Independent bands need to go the extra mile in order to effectively deliver physical versions of their music to potential listeners. Music must be formatted in interesting ways in the digital age. Lafayette metal act The Mound Builders is doing just that when it unveils its four-song EP, “Wabash War Machine.” The band will release an accompanying comic book that correlates with the EP’s tracks on Friday, Dec. 5.

To celebrate, The Mound Builders will perform with locals Lucifist and The Fantasies as well as Detroit “speed rock” band Against the Grain at 8 p.m. Friday at Lafayette Theater, 600 Main St.


“Wabash War Machine” is a tremendous nugget of metal power, recorded at Sonic Iguana studios in Lafayette and mixed and mastered by Dan Precision. The band continues to appeal to heavy and fast music connoisseurs with its blend of big Sabbath-friendly riffs, classic thrash speed and a dash of punk rock attitude.

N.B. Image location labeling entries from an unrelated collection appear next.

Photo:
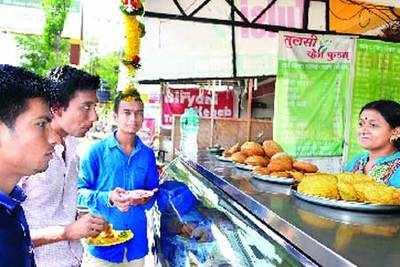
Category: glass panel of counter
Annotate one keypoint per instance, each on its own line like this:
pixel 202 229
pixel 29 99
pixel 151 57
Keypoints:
pixel 202 226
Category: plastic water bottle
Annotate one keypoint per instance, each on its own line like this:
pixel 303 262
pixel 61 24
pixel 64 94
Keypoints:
pixel 189 124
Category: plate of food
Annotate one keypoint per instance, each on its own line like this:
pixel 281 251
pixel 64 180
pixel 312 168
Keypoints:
pixel 225 159
pixel 347 205
pixel 274 179
pixel 110 237
pixel 350 191
pixel 244 167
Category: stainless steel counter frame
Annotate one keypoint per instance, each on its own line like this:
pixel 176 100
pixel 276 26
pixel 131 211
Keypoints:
pixel 259 204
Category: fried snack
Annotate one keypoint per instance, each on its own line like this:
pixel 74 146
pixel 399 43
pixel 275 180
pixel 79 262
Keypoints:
pixel 257 161
pixel 321 185
pixel 261 170
pixel 298 176
pixel 108 231
pixel 238 157
pixel 304 167
pixel 252 149
pixel 279 165
pixel 280 174
pixel 271 148
pixel 347 191
pixel 230 151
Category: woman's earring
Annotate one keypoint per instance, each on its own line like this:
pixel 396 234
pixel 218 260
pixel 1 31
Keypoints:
pixel 396 135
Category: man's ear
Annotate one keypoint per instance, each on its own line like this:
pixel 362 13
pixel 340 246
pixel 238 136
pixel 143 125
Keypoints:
pixel 4 132
pixel 56 111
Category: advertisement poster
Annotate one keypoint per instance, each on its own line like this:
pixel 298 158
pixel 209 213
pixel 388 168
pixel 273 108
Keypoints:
pixel 311 90
pixel 177 100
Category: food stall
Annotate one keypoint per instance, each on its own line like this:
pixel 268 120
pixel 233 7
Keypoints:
pixel 274 227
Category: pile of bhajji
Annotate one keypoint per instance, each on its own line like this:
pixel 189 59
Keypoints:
pixel 353 187
pixel 269 159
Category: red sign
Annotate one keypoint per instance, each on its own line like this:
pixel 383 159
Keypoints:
pixel 177 100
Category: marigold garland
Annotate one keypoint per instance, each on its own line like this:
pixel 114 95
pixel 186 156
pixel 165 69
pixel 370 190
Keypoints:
pixel 133 31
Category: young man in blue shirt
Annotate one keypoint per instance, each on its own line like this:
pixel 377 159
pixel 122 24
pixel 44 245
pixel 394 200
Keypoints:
pixel 112 177
pixel 26 146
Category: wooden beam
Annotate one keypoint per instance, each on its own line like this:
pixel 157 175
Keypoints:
pixel 213 95
pixel 249 107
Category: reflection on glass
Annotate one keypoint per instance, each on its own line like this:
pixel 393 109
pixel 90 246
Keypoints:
pixel 199 228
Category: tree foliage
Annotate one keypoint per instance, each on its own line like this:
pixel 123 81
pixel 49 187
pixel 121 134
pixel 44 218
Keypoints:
pixel 41 53
pixel 107 67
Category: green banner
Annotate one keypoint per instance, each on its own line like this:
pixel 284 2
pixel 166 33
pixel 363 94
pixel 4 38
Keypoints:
pixel 309 107
pixel 376 77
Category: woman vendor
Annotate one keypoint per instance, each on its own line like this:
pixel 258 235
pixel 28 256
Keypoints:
pixel 379 134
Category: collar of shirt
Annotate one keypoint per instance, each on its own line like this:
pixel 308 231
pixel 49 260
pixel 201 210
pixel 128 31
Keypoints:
pixel 13 200
pixel 112 142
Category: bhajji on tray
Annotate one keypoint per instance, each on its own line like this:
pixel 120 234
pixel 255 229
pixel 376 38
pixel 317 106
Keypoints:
pixel 353 187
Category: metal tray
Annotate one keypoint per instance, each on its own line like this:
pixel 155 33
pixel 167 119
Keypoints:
pixel 225 159
pixel 274 179
pixel 347 205
pixel 244 167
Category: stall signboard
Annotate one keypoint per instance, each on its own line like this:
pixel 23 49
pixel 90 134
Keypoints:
pixel 377 77
pixel 313 81
pixel 177 100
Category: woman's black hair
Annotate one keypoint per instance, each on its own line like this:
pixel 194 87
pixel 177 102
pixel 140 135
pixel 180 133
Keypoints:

The added appeal is the comic book. Each song gets two pages, one for the lyrics and another a one-page comic inspiration of the song. Illustrated by accomplished Boise, Idaho, artist Adam Black, the style harkens back to the old Heavy Metal series along with vintage EC horror comics. The comic also contains artwork from local illustrator Patrick Wetli and Chicagos Ech as well as an original story by Mound Builders vocalist Jim Voelz.


The comic is a very cool, creative touch from one of the top dogs in the local hard rock/metal scene.

In 2014 and probably 2015, bands need to put in a little more effort than they used to just 10 years ago in terms making a buzz with recordings. Sometimes its in videos, pressing vinyl or investing in an original comic book. By combining its sonic force with a comic, The Mound Builders’ effort is impressive and appreciated.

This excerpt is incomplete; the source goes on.